Hindu weddings are known for their boisterous and extravagant nature and are a celebration of the joining of two people as one. The details of a Hindu wedding can vary, sometimes vastly, from culture to culture but there are a few common rituals throughout the different regions.

Hindu weddings, like many other Asian wedding types, can be spread across many days with rituals including the ‘mehndi’ and the ‘sangeet’. Few ceremonies, if any, though, can claim to be of the scale of a Hindu wedding with families investing huge amounts of time and money to invite all branches of their respective extended families to join in the festivities.

We’ll be focusing on the wedding day itself in this article, including the most important part of the ceremony, the ‘saptapadi’.

At the start of the ceremony will be the ‘baraat’. This joyful opening to proceedings is the groom’s procession taking him to the location of the wedding. ‘Baraats’ will often include music, dhol and dancing and perhaps even, in modern times, luxury cars as the groom makes the journey.

Once he arrives to the location, whether it be a house or a hall, the groom and his family will be met by the bride’s family. The two sides will meet, often exchanging gifts, to signal the start of a union between the two families. The mother of the bride will welcome the arrival by placing a small mark on their foreheads, and performing ‘aarti’ on the groom to ward of any evil.

Following the entrance into the hall of the wedding, the groom will meet his bride who will be waiting, alongside her bridesmaids, with a garland for him. In this ‘jaymala’ (or ‘varmala’) portion of the ceremony, the two exchange garlands and vows to promise their commitment for one another. In some cultures, the one who places their respective garland on the other first will hold the upper hand during the marriage!

The groom will be brought to a ‘mandap’, which is like an altar, where is offered a drink, which is made of a mixture of ingredients including honey and yoghurt.

Following this, the bride’s father steps forward for a ritual known as ‘kanyadaan’, which is an essential part of the wedding in which the father will take his daughter’s hand and place it into the hand of the groom. This point serves as a notice that the family of the bride have accepted the groom and marks the beginning of the giving away of the bride.

 

At this point, as the groom accepts his bride’s hand and responsibility for her, the hymn ‘kamasukta’ is recited. The groom will promise to his father-in-law that he will take care of his daughter, and does so three times before the ceremony moves on to the ‘paanigrahan’.

 

A sacred fire is lit, and the priest will recite mantras in Sanskrit. This rite, known as ‘vivaha-homa’, will ask the Hindu God Agni to be a divine witness to the ceremony and watch over. Oblations are offered to the fire in this marking of the building of a new household.

The ‘paanigrahan’ may then begin. This ritual is where the bride and groom will hold hands, before exchanging vows and echoing the words of the priest by affirming their commitment.
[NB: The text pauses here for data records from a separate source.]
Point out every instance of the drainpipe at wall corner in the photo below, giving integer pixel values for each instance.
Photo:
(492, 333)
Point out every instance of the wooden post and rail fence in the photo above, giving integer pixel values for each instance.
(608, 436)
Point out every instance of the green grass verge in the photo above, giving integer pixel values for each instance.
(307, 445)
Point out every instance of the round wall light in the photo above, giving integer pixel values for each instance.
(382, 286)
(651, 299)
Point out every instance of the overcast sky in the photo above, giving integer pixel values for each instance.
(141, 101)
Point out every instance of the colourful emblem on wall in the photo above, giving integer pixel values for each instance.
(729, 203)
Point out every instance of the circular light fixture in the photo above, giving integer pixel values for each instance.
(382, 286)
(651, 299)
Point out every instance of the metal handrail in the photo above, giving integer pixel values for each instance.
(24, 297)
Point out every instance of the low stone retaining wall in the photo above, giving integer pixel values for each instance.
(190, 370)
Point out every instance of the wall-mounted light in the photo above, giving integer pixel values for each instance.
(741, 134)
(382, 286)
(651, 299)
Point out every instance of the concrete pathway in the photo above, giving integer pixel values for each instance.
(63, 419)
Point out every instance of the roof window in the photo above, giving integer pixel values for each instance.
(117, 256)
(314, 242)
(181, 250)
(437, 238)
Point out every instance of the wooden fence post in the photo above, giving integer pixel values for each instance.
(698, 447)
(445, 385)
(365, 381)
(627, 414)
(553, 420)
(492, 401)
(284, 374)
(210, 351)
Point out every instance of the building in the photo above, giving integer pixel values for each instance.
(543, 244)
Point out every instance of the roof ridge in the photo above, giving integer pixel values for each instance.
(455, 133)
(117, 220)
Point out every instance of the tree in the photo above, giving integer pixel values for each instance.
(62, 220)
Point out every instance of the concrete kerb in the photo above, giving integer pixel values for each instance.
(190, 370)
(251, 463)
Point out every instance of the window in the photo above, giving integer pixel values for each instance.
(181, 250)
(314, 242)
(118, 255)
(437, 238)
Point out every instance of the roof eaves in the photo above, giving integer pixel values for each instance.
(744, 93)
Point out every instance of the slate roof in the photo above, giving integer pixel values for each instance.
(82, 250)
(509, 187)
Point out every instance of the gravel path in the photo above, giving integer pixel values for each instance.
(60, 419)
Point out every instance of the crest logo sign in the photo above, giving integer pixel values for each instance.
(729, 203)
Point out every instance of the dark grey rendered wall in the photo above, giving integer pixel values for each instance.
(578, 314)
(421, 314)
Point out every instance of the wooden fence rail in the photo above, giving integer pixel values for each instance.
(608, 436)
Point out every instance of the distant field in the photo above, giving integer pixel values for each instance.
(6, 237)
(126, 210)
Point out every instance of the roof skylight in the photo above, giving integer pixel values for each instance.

After this, the bride will perform the ‘shilarohan’, where she will step over a stone to symbolize her willingness and strength to perform her duties in her new life as a wife and future mother.

Now comes the most important of the ceremony, the ‘saptapadi’. Here, the couple will rise and conduct several circuits of the sacred fire. The garments of the bride are tied to the scarf of the groom and she leads the steps. Upon each round a prayer is recited; the first for food, the second for strength, the third for prosperity, the fourth for wisdom, the fifth for progeny, the sixth for health and the seventh for friendship.

The couple will look to the Sun for the blessings of a creative life in the ‘Surya Darshan’ before looking to the polar star (north star) in the ‘Dhruva Darshan’.

 

The couple are then blessed the priest and elders at the wedding before the groom places a ‘sindoor’, which is a small mark on the forehead of a married woman made with red powder, on his wife. He will also tie a beaded necklace, a ‘mangalsutra’, around her neck.

The newly married couple will seek blessings from their parents, and maybe other elders, touching their feet in the ‘ashirvada’ to conclude the ceremony.